Example 3: Isolating and Analysing Cell-Free DNA from Urine

(12) The composition was produced by mixing 0.5 M citric acid (monohydrate) in water and 0.5 M trisodium citrate (dihydrate) in water until pH 4.2 was reached and subsequently adding and dissolving 15 wt.-%/vol.-% urotropin.

(13) As an example for a biological sample, 90 mL urine were mixed with 1/10 vol. of the composition immediately after sampling. From this mixture that was stored at 22.5° C., one aliquot was each processed on day 0, day 3, day 7 and day 14 and from this cell-free DNA was extracted and analyzed. For this, one cell-free fraction each was generated through centrifugation at 15,000×g for 15 min and separation of the cell-free fraction from one aliquot. From the thus generated cell-free fraction that contained the composition for stabilization, cell-free DNA was isolated by means of the NucleoSnap Plasma Kit (available from Macherey-Nagel).

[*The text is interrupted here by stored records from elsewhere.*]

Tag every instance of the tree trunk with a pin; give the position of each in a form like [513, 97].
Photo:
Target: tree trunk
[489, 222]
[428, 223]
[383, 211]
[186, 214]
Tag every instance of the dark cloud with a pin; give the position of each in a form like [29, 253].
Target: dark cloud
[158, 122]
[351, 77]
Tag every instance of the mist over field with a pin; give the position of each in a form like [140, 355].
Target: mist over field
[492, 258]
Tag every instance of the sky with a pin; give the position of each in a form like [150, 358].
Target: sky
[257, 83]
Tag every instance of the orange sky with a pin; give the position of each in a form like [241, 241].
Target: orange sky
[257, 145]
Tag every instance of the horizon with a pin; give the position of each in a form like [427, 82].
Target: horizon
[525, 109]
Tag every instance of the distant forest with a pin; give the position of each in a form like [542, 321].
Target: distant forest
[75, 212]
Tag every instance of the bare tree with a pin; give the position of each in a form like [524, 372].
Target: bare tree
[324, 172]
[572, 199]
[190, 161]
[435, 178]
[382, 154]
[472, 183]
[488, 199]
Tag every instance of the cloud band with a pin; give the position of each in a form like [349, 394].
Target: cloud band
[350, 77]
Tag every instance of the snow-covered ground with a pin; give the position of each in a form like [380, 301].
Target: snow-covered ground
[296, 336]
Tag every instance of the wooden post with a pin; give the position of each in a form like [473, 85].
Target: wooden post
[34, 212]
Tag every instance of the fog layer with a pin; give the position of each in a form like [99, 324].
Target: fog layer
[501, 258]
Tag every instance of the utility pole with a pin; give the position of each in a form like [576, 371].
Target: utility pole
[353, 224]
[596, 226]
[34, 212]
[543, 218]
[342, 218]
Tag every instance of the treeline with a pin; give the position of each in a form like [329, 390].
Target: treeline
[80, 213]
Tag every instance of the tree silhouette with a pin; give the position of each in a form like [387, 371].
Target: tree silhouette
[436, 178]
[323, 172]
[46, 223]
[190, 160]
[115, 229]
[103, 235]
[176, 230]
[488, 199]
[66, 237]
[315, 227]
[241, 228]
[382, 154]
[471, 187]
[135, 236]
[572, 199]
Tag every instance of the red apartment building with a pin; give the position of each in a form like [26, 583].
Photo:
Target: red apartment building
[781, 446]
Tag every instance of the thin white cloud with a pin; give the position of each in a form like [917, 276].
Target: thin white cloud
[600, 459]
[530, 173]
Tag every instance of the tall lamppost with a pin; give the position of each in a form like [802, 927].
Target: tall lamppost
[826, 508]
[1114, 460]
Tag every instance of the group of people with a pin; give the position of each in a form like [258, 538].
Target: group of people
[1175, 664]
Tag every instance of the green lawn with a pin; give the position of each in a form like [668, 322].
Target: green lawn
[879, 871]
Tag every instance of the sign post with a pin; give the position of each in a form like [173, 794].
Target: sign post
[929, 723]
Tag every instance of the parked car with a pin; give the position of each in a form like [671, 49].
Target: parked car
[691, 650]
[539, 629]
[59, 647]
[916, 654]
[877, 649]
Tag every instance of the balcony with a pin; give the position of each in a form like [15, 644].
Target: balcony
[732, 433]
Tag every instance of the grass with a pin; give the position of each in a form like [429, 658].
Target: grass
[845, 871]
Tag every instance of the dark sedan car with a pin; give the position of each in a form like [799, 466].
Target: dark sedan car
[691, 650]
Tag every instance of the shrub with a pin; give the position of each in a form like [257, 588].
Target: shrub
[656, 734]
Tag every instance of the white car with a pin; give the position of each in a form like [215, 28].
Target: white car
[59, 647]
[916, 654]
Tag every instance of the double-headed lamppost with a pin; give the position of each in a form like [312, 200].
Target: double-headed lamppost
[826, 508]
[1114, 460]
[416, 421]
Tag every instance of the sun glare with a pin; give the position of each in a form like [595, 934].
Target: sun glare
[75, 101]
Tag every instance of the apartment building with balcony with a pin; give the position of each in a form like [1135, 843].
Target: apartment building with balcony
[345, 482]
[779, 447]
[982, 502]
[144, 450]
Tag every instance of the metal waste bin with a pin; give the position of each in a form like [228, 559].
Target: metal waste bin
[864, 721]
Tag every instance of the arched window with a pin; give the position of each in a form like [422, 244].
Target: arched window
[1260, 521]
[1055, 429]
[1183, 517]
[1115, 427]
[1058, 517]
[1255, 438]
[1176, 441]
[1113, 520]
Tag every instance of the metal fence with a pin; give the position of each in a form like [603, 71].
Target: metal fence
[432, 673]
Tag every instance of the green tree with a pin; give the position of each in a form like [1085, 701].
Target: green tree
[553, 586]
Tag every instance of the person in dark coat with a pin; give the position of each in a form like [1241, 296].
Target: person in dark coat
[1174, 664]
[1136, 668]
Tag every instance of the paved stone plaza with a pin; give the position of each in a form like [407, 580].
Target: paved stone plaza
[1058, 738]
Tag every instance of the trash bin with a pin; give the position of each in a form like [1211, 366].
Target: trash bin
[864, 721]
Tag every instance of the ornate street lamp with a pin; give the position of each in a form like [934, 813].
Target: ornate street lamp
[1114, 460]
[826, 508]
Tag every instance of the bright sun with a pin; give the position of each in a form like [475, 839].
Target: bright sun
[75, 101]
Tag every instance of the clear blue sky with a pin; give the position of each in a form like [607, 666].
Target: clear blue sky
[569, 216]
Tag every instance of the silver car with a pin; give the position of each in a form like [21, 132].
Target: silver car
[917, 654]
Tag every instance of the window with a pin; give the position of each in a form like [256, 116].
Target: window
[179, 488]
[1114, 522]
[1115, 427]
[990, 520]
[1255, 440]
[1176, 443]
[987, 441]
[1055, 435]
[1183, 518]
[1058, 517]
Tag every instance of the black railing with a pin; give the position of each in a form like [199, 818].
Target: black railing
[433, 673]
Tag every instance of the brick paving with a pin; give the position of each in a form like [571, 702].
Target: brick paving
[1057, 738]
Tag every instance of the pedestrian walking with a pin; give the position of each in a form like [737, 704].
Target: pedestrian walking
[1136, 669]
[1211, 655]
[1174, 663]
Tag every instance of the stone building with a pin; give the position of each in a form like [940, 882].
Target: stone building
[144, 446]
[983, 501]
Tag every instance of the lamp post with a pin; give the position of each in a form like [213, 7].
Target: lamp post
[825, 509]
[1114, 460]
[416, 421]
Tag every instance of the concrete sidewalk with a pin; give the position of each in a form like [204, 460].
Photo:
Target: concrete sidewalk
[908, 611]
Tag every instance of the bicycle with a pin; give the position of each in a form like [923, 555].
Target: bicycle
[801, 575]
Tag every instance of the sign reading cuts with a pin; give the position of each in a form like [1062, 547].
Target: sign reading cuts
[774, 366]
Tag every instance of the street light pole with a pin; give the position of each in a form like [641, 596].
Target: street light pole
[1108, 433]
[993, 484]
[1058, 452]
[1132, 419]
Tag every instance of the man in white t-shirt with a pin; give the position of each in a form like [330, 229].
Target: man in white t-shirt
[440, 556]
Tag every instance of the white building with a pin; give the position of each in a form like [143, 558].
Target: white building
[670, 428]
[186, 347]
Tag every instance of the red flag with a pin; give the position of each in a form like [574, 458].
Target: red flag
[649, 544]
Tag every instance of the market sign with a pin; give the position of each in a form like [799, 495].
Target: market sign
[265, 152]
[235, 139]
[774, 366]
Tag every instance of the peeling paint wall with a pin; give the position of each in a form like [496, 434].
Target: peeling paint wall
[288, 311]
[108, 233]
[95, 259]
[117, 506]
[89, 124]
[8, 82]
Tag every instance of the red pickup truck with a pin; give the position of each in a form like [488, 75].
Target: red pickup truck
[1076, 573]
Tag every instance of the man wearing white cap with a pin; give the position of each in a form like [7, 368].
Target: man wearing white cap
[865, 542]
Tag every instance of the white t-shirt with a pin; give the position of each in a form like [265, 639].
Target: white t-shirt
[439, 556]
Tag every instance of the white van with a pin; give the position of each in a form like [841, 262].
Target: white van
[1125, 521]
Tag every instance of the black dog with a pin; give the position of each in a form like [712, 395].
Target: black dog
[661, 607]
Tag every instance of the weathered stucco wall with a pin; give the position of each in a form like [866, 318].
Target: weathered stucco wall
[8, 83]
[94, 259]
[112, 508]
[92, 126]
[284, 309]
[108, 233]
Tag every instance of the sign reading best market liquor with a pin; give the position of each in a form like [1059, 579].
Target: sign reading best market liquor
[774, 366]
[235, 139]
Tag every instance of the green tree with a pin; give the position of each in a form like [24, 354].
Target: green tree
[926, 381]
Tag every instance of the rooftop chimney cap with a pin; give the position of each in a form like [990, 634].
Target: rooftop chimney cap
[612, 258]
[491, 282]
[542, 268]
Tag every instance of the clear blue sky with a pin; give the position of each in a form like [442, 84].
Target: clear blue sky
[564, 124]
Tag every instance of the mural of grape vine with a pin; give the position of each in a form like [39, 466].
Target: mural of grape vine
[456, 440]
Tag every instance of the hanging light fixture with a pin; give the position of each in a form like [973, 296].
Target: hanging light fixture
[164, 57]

(14) Compared to urine samples that were identically stored without treatment or with addition of an equal volume of physiological saline solution or of dissolved buffering compound only, it has shown that cell-free DNA was stabilized by the composition.

Example 4: Analysing Stabilized Cells in Urine

(15) According to Example 3, urine was mixed with prostate carcinoma cells (LnCap) and was mixed and stored with the composition or, for comparison, with physiological saline solution.

(16) The analysis ensued on cells sedimented through centrifugation after identical storage period of the comparative samples. It showed that only the composition according to the invention allowed for the flow cytometric detection of the added cells.

(17) Compared to urine samples that were identically stored without treatment or with addition of an equal volume of physiological saline solution or of dissolved buffering compound only, it has shown that the composition stabilized surface markers of the cells during storage.